The opposition’s attempt to topple the government by voting against its own interests “has sabotaged the automatic legal mechanism that maintains apartheid in the West Bank – a mechanism that has operated for years far from the public’s eye – and thereby essentially revealed the fact of its existence,” Haaretz newspaper wrote in an editorial after the vote.

“The public has learned the legal truth that makes the settlement enterprise possible – the existence of two separate legal systems in the same territory, one for Israelis (that is, Jews) and one for Palestinians, as well as two separate justice systems.

“There’s a military justice system for subjects without citizenship who live under a military dictatorship, and there’s a second system for privileged Jews with Israeli citizenship, who live under Israeli law in a territory that’s not under Israeli sovereignty.”

Contemporary equivalences between Israel and apartheid are based on the 1973 Convention on the Suppression and Punishment of the Crime of Apartheid (incorporated into the Rome Statute in 1998), which defines the new crime of apartheid as “… inhuman acts resulting from the policies and practices of apartheid and similar policies and practices of racial segregation and discrimination.”

In other words, apartheid is not just racism but policies which entrench discrimination based on race. Article 2 of the convention specifies that the crime of apartheid applies to, “[a]ny legislative measures and other measures calculated to prevent a racial group or groups from participation in the political, social, economic and cultural life of the country.”

That is what was revealed in the Knesset on Monday: the legal mechanism, automatic (until this week) and barely known publicly, which creates parallel legal systems based on ethnicity and discriminates between people occupying the same territory.

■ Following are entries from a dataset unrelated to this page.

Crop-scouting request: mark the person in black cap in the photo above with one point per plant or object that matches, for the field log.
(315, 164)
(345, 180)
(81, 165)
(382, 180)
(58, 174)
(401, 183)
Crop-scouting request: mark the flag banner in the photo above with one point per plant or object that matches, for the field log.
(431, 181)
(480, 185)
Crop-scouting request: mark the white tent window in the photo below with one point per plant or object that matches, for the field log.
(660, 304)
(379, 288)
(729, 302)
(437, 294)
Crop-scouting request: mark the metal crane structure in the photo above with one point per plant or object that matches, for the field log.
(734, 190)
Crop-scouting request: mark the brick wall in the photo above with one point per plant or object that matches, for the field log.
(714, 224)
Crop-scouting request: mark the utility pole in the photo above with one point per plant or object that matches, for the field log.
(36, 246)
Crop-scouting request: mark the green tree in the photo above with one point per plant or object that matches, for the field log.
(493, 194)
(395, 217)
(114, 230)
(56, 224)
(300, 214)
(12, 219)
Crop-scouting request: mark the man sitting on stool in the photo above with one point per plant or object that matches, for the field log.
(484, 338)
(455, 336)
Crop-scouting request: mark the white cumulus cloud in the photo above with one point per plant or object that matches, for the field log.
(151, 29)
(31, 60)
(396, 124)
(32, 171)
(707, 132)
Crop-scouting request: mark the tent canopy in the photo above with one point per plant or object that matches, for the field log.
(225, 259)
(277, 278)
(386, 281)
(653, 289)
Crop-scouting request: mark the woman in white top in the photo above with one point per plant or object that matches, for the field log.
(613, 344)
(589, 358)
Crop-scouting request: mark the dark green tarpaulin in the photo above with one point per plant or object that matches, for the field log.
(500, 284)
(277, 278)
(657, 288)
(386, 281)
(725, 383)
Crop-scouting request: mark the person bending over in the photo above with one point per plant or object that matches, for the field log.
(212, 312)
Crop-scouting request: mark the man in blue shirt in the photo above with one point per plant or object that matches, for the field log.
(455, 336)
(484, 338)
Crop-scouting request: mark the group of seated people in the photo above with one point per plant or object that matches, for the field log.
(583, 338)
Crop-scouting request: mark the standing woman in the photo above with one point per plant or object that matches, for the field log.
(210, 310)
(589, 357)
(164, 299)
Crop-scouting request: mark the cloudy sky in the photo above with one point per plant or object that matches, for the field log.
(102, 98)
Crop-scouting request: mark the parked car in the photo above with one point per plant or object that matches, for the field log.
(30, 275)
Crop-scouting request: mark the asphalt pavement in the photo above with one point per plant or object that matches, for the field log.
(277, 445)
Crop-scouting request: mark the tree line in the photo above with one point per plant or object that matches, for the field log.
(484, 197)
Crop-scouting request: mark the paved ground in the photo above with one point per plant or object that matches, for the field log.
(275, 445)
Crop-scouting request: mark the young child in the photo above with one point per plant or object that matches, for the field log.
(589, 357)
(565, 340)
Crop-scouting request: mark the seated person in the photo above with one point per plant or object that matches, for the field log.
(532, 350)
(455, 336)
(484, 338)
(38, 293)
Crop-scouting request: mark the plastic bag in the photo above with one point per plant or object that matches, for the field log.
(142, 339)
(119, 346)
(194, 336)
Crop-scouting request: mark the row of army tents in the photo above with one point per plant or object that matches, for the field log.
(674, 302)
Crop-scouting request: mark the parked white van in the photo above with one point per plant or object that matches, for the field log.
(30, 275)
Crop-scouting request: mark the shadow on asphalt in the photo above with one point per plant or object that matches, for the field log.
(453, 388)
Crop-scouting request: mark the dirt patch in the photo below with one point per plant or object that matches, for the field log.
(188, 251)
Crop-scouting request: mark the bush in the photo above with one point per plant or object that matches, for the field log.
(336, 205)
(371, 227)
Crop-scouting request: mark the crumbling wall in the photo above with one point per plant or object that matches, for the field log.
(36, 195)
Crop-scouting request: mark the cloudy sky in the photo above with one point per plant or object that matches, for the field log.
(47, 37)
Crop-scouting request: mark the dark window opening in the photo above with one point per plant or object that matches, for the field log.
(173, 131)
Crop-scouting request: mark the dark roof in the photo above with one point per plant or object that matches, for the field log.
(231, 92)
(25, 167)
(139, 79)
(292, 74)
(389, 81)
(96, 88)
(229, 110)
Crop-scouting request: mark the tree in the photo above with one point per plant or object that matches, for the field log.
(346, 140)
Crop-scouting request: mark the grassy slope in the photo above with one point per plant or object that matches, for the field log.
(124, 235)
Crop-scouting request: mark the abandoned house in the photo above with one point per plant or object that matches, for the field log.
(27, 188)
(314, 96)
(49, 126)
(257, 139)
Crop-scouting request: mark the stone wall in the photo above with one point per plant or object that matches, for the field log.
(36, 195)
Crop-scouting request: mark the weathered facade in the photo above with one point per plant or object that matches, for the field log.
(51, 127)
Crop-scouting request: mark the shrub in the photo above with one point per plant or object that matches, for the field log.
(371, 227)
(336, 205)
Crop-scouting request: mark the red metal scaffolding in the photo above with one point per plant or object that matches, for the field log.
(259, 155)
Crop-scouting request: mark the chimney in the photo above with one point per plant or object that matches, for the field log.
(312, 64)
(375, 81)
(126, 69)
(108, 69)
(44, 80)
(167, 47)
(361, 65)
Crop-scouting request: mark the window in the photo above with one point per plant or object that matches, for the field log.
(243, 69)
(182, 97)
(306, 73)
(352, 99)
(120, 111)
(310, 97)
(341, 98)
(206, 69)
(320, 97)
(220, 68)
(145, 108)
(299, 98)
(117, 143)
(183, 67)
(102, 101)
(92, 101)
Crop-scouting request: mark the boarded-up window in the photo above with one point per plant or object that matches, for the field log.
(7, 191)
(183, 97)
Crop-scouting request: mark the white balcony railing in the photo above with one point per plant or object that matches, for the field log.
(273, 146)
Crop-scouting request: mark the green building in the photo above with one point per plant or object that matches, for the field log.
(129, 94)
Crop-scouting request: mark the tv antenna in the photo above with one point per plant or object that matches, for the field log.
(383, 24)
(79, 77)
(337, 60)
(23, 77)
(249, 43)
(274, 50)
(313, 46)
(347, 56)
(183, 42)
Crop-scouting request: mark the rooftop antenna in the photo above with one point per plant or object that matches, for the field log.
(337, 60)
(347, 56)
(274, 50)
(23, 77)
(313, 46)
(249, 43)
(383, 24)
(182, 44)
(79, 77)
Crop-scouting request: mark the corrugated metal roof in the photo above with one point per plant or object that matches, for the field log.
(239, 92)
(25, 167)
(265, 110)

It goes without saying that the “Apartheid Israel” label is vociferously rejected by Israel and Jewish community leaders in the diaspora. Moderates among them are prepared to concede that while Israeli military rule in the West Bank might be debatably discriminatory, Israel proper has a Palestinian minority with full civil rights, disproving the apartheid analogy.

That argument is tendentious. While the legal position of Palestinian citizens of Israel is no different from that of Jews, in practice they do not enjoy the same group rights (Israel is legally defined as a “Jewish state”), the same budgets, the same building rights and zoning laws and so on.

But, beyond that, the government of Israel proper is also the government controlling the West Bank. The best analogy is with the apartheid-era Bantustans, which were superficially independent but in fact the offspring of the apartheid regime in Pretoria. Choosing to implement a blatantly racist system in one part of the country and a different one elsewhere is a time-honoured feature of apartheid; it is certainly not an argument against the use of the term in the Israeli context.

It may well be, as opponents of the apartheid analogy argue, that the use of the word “apartheid” is an underhand way of tarring Israel’s name by associating it with one of the archetypes of evil. I would be surprised if that wasn’t the case.

But then Israel calls Palestinian freedom fighters “terrorists”, regardless of their actions or affiliations, and it calls those who oppose the occupation, Jews included, “anti-Semites.” A case of goose and gander, surely?